現代文化学部

学部長メッセージ

求む!好奇心豊かな創造的感性の持ち主

現代文化学部比較文化学科とはあまり聞き慣れない名称ですが、その意味するところを教えてください。

文化を研究することはその名前からおわかりいただけると思います。現代文化という学部名が研究対象であり、比較文化という学科名が研究方法であると考えてください。学部名と学科名が異なるのも研究の対象と方法をはっきり示したかったことによります。

比較文化論はこれからの学問分野

それでは、比較文化論とはどのような研究方法ですか。

比較文化論はある文化と別の文化の差異、類似性、影響関係、等を研究し、文化の全体を構造的に捉える学問領域です。ですから現代文化学部では、従来の人文系学部のような地域・文化の区別による分け方を行わず、地域や時代を横断して文化を探求していきます。比較文化論は、戦後それまでの、文化に対する一面的な捉え方に対する反省をもとに発達したきた学問であり、今後ますます発展していく領域だと考えられます。相互に複雑に連関している現代文化を解き明かすには、従来の一面的な方法では難しく、比較文化論は必須の研究方法といえるでしょう。現時点では大学院を含めても希少な専攻分野であるといえますが、今後この分野が発展していくのに伴い、比較文化系の学部・学科は増えていくものと考えられます。

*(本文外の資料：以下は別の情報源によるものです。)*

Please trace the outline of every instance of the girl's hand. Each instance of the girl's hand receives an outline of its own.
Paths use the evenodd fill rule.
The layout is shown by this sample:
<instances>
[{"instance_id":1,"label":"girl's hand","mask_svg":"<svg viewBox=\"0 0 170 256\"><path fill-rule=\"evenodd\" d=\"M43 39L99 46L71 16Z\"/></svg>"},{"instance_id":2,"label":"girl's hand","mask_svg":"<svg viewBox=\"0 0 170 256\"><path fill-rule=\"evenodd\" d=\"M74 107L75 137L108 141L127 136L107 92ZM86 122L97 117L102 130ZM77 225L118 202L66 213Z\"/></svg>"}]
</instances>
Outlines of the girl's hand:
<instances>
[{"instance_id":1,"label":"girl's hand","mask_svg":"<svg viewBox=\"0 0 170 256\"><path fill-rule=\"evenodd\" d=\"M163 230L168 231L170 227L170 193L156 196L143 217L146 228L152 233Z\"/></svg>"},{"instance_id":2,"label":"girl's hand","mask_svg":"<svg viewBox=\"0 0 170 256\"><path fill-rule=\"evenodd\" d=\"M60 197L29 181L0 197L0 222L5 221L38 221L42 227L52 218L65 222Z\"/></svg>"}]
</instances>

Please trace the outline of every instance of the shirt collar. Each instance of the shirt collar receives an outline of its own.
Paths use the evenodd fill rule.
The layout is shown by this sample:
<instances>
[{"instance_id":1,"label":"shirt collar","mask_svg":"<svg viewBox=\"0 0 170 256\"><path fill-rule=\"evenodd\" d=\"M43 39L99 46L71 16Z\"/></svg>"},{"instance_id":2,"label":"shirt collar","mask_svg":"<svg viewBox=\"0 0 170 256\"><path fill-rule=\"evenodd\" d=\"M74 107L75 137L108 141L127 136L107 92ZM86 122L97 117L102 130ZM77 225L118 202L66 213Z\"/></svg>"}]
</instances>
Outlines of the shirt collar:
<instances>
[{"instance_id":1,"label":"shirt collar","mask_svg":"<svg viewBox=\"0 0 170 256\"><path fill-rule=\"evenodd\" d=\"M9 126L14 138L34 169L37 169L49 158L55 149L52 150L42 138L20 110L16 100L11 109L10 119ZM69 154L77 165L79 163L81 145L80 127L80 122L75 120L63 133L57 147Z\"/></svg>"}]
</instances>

駿河台大学としての現代文化学部を意識した部分はありますか。

駿河台大学の建学の理念の一つに「国際化時代に対応しうる人材の育成」があります。今までは、社会科学系の学部でこれを実践してきましたが、現代文化学部の開設によって、人文科学の分野からも建学の理念の追求を目指していきたいと思います。そのため、特に外国語教育には力を入れていきます。もちろん、既に従来学部で定評を得ているオリエンテーション科目の設置、少人数制教育の充実といった点は変わりませんから、その点でも駿河台大学カラーが出ていると言えるでしょう。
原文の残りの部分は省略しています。